File System Design part 1, XFS
rchapman writes "Generally, file systems are not considered "sexy." When a young programmer wants to do something really cool, his or her
first thought is generally not "Dude, two words... File System." However, I am what is politely termed "different." I find file systems very interesting and they have seldom been more so than they are right now. Hans Reiser is working on getting Reiser4 integrated into the Linux kernel, the BSD's are working on getting a journaled file system together, and Sun Microsystems just recently released a beta of ZFS into OpenSolaris. "
Oh, snap. Somebody's not running Soft Updates.
(Yes, I understand that Soft Updates is not technically metadata journalling as practiced by the Linux people. No, I don't believe there are a significant number of practical situations where the results will differ.)
Sector size on hard disks is 512 bytes, not 512kbytes. WTF, don't act like an authority and be a dumbass. Imagine the data waste if we actually had 512k physical sectors on disks.

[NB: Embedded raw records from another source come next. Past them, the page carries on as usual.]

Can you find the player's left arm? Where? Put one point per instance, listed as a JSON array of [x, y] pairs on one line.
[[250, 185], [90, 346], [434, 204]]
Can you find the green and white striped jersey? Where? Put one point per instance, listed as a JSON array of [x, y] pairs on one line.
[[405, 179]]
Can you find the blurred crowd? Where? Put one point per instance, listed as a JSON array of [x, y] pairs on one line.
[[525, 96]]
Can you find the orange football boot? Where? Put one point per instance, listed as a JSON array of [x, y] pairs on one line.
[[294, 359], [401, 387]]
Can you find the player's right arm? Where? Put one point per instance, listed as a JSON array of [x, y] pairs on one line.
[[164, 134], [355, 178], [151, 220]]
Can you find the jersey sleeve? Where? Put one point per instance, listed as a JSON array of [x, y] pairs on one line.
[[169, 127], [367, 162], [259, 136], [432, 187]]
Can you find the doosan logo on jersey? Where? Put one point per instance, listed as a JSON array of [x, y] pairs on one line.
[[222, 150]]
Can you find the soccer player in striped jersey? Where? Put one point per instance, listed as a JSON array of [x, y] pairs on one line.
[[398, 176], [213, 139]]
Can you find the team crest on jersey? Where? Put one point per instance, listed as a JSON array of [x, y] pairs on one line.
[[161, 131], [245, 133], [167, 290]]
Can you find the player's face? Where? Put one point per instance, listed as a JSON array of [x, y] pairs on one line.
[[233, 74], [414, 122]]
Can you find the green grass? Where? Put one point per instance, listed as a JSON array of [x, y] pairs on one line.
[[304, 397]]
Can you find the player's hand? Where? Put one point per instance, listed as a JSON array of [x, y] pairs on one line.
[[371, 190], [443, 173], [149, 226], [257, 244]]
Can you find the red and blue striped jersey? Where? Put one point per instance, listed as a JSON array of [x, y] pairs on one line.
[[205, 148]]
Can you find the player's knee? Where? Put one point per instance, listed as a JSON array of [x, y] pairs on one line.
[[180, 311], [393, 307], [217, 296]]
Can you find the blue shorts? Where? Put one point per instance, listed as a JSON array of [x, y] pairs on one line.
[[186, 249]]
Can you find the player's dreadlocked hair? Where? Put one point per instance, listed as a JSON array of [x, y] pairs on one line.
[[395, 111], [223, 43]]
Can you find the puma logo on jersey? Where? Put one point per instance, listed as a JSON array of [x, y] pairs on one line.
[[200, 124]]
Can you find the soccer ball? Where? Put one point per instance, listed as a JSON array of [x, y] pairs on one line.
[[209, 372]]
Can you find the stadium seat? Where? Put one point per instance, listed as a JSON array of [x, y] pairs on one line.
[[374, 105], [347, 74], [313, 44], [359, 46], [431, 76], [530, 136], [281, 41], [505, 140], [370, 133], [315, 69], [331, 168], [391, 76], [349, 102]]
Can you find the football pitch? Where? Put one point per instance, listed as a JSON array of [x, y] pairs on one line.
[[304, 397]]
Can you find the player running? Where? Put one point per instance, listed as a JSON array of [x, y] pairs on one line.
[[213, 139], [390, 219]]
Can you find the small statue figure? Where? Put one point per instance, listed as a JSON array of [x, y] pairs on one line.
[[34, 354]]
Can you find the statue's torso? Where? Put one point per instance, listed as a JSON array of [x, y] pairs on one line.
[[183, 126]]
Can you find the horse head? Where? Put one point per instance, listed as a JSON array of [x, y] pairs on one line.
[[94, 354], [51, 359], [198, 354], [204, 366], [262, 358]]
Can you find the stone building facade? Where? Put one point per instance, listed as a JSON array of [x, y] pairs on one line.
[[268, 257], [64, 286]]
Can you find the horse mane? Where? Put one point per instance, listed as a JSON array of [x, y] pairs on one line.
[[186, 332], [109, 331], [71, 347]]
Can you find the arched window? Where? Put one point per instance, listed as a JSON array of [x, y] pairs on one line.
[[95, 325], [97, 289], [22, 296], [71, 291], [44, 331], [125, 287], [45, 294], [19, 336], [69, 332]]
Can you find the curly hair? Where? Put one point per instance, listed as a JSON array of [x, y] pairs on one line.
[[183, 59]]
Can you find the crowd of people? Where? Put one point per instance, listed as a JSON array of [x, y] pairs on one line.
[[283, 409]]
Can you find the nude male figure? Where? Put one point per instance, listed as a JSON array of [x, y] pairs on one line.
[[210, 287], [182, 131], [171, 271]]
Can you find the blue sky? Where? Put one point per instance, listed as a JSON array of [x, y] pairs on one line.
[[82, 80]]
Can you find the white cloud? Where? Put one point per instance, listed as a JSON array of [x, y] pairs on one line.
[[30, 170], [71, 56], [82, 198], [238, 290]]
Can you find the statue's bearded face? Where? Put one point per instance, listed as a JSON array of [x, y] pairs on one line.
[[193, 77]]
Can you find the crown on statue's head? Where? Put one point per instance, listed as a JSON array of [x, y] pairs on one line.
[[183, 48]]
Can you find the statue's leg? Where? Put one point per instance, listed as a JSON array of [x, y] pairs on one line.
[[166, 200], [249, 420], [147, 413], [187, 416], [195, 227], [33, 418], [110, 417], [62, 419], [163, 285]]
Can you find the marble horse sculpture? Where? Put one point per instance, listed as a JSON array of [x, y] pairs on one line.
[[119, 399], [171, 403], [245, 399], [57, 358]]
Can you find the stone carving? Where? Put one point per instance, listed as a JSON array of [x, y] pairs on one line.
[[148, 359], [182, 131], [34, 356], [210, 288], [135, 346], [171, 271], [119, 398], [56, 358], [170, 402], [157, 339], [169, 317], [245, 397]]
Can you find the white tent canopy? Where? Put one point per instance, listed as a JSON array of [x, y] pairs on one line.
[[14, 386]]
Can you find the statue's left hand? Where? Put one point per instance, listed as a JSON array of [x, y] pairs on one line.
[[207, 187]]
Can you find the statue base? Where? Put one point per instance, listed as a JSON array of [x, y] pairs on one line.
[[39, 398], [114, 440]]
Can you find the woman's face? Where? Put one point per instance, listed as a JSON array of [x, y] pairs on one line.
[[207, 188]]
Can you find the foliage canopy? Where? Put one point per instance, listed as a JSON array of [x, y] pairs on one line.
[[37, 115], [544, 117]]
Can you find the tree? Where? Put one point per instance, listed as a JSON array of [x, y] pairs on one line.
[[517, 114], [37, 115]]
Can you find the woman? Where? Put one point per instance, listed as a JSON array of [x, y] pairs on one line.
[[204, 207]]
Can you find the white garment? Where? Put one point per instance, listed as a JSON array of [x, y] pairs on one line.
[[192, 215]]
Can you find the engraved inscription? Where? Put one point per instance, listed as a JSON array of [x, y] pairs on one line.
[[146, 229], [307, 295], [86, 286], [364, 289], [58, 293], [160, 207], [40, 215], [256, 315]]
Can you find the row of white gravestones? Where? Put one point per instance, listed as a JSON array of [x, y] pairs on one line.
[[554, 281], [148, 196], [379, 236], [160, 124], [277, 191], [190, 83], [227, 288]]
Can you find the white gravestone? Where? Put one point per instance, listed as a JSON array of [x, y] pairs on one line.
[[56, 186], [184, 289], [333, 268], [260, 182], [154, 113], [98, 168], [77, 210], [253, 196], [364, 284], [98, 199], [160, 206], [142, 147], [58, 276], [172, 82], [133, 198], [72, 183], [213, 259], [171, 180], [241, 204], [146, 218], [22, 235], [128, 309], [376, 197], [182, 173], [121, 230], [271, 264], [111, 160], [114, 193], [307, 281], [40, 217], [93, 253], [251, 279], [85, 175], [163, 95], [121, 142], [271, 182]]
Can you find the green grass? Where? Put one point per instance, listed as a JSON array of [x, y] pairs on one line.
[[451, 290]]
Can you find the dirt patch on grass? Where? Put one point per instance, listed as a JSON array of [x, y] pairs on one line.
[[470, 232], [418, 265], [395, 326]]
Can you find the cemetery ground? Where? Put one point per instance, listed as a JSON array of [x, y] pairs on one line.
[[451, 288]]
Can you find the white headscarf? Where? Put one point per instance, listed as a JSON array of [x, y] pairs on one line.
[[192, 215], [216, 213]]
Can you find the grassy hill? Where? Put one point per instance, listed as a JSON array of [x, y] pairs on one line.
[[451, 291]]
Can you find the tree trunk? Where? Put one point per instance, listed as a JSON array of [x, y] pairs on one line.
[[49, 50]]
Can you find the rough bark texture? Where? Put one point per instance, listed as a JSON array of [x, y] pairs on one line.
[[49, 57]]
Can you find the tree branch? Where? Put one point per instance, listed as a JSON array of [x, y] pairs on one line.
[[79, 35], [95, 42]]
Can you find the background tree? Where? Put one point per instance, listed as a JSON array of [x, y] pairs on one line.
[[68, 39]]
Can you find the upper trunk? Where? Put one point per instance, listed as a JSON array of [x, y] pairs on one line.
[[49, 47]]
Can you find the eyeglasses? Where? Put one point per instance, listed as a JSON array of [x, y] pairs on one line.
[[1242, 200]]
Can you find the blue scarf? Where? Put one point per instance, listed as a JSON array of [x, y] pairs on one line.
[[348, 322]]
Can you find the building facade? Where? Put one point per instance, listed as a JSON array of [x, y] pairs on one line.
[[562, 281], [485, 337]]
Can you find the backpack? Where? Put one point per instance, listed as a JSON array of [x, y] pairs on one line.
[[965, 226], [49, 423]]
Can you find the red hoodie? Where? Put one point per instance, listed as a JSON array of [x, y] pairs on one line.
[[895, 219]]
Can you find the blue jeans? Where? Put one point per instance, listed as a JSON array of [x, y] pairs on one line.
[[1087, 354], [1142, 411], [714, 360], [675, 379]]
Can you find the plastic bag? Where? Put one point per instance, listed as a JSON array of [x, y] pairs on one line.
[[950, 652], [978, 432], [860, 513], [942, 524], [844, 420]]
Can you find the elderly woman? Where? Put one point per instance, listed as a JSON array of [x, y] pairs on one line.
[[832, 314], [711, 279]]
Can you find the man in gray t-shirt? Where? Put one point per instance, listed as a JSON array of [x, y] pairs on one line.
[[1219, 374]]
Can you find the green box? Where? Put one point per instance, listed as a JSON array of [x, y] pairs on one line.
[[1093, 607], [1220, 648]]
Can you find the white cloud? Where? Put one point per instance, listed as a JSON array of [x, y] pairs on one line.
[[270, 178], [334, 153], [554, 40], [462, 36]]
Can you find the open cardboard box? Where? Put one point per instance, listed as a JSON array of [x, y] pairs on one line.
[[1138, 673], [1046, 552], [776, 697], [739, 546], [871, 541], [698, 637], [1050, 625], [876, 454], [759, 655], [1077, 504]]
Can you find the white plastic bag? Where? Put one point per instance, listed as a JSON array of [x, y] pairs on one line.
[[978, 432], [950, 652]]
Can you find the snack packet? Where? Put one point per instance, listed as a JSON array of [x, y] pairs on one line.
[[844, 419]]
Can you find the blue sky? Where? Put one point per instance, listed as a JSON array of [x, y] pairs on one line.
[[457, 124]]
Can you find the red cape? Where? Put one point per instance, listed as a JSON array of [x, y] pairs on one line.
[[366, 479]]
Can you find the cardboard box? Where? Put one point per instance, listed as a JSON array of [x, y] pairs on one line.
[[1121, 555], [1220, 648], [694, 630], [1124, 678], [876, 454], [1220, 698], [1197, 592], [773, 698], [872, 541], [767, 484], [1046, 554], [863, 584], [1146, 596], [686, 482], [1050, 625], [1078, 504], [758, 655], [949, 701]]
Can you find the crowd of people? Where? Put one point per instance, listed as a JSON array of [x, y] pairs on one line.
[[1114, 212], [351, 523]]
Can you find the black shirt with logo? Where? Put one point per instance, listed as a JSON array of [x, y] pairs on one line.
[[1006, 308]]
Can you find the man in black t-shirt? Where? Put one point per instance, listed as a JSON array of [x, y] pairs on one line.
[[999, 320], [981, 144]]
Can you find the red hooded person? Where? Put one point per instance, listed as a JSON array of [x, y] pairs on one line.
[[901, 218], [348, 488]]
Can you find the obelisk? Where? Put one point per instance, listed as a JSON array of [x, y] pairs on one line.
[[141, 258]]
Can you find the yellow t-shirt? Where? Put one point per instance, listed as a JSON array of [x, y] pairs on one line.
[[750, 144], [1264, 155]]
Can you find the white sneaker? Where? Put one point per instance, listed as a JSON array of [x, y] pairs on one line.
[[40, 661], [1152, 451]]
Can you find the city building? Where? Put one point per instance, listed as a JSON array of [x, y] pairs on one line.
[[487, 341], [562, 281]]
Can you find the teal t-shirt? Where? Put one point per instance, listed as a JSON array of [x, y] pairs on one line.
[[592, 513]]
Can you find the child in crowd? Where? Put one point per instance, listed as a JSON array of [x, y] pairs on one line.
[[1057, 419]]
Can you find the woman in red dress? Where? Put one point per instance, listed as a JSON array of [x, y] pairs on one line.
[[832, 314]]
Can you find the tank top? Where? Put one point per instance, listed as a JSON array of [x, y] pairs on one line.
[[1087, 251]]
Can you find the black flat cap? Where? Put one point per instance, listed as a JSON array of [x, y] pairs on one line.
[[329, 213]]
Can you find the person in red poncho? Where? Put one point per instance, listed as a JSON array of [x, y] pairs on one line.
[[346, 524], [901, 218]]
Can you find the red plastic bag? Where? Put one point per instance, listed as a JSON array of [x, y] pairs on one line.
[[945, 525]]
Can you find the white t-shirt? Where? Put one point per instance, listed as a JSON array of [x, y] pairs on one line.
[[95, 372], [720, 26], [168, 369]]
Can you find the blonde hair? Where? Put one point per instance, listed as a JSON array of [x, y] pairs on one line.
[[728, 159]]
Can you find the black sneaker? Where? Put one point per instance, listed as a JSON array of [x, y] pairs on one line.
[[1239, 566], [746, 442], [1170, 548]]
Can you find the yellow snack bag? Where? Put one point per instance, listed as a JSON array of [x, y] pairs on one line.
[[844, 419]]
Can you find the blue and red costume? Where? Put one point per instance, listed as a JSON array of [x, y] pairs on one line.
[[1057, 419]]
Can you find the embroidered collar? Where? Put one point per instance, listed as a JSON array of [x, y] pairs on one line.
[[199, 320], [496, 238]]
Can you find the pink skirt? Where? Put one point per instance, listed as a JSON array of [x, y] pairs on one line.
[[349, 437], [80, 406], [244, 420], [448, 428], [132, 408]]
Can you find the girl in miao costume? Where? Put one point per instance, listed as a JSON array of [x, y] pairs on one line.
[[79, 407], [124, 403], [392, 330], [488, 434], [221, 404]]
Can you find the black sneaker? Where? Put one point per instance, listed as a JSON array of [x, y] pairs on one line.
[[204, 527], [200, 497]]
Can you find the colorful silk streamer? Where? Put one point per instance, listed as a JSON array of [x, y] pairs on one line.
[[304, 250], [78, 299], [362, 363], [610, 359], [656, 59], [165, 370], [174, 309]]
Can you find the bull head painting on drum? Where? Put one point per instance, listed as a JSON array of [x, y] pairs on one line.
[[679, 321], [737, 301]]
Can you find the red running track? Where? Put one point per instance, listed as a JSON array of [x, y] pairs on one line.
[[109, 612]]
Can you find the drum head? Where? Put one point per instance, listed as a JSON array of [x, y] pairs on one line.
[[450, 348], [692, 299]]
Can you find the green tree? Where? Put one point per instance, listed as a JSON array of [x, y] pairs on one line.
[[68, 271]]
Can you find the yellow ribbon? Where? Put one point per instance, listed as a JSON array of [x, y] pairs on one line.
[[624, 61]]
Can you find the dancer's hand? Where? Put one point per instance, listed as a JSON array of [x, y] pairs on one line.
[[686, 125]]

Also the scaling numbers are completely hokey.
--Brandon
With everyone and their parrot talking about RAID these days, it would've been fun if some sort of dual array would work as ONE filesystem; where one(++) redunant set took care of the balancing/tree'ing, etc., (separately,) and the other(s) kept the actual files. If there was _yet_ another set (a ++third), with the relevant META-information belonging to the files, you would imagine it to be a step forward to what is now, well; I can, anyway..
A horse can't be sick, you know, even if he wants to.
NSS has been ported to Linux too. That's an another modern industrial-strength filesystem with features sorely needed by Linux.